THE Skibbereen Heritage Centre is launching a walking trail of the town, that will be available in book form and on an app, later this month.
The streets of Skibbereen offer a tangible link to the Great Famine of the 1840s, say the app’s developers. And Skibbereen: The Famine Story is the title of the book and walking trail app, both of which explore the tragic consequences of the Great Famine in the area around Skibbereen.
Skibbereen was ‘the very nucleus’ of the Famine and horrific reports from the town featured in the media of the time, as the area became infamous for the suffering endured by its people. Skibbereen: the Famine Story uses these shocking reports to follow the crisis as it developed and shows the devastating effects it had on local individuals and families.
The people who feature in the book – such as Tom Guerin, the man who was buried alive, and the Widow Geaney, evicted to die on the side of the road – represent millions whose stories remain untold. The true enormity of this national tragedy becomes apparent through these individual experiences, and the sites of the Skibbereen Union where the events took place.
The app guides the walker through the streets of the town, via sites that have direct links to the Great Famine. Using voices from the era, including Dr Dan Donovan, Rev RB Townsend and others, the app recounts the tragic events in the places where they took place.
The app is narrated by Terri Kearney, manager of Skibbereen Heritage Centre, and local residents Jeremy Irons, Fachtna O’Driscoll, Declan McCarthy, Peter Murray, Gerald O’Brien, Stan Rispin and Derry Moynihan have all lent their voices to help bring to life some of the characters of the era who feature in our story.
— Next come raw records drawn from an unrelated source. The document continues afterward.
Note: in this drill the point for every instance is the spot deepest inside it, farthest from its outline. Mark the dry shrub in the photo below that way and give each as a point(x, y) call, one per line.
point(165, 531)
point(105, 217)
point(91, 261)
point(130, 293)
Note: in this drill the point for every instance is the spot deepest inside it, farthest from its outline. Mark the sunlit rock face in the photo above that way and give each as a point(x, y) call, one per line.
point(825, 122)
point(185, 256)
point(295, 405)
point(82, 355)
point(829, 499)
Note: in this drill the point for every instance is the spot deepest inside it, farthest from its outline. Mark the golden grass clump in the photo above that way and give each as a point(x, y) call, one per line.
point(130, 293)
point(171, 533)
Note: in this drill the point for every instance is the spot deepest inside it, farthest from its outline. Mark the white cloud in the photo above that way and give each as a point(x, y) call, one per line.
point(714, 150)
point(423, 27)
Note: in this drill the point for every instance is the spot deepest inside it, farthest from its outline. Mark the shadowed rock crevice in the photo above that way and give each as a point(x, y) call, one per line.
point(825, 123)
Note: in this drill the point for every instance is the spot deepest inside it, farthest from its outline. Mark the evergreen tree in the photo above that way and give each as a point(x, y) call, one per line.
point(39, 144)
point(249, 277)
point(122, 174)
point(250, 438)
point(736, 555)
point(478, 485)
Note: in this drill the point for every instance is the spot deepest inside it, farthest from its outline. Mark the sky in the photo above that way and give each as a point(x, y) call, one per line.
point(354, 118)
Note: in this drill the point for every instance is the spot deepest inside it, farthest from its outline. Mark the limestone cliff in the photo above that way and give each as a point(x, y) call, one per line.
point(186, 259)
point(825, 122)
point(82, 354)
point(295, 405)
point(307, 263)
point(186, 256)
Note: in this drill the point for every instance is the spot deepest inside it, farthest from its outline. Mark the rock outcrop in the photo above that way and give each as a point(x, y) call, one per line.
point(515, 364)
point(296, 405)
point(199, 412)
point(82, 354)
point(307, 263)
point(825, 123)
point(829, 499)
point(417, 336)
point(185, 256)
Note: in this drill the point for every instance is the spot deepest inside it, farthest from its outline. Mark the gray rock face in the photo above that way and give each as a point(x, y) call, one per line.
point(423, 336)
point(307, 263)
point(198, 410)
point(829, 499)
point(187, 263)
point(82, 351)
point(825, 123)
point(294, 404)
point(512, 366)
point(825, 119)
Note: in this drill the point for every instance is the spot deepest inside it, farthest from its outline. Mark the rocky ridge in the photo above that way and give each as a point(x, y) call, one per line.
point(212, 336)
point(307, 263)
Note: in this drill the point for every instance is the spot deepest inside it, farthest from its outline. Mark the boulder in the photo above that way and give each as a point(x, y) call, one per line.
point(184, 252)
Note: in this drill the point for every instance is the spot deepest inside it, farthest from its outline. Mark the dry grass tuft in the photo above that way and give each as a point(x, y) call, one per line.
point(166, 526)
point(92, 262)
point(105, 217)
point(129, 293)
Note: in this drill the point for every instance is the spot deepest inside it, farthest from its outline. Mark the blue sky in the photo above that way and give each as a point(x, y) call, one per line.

The book offers a broader view of the Famine and covers the entire Skibbereen Union, from Rosscarbery to the Mizen. Co-written by Terri Kearney and her heritage centre colleague Philip O’Regan, it follows the course of the Famine and shows the impact it had on the people of the area through stories of individual experiences.
Both the book and app give locations where events took place, with maps and GPS co-ordinates for those on public property.
It will be launched by Mike Murphy of UCC (editor of the Atlas of the Great Irish Famine) on Saturday June 20th, at Skibbereen Heritage Centre at 8pm. The walking trail app, book and e-book will then be available for sale on Skibbereen Heritage Centre’s website www.skibbheritage.com, and the book will also be in all good bookshops in Cork county.
Design, layout and printing of Skibbereen: The Famine Story is by The Southern Star.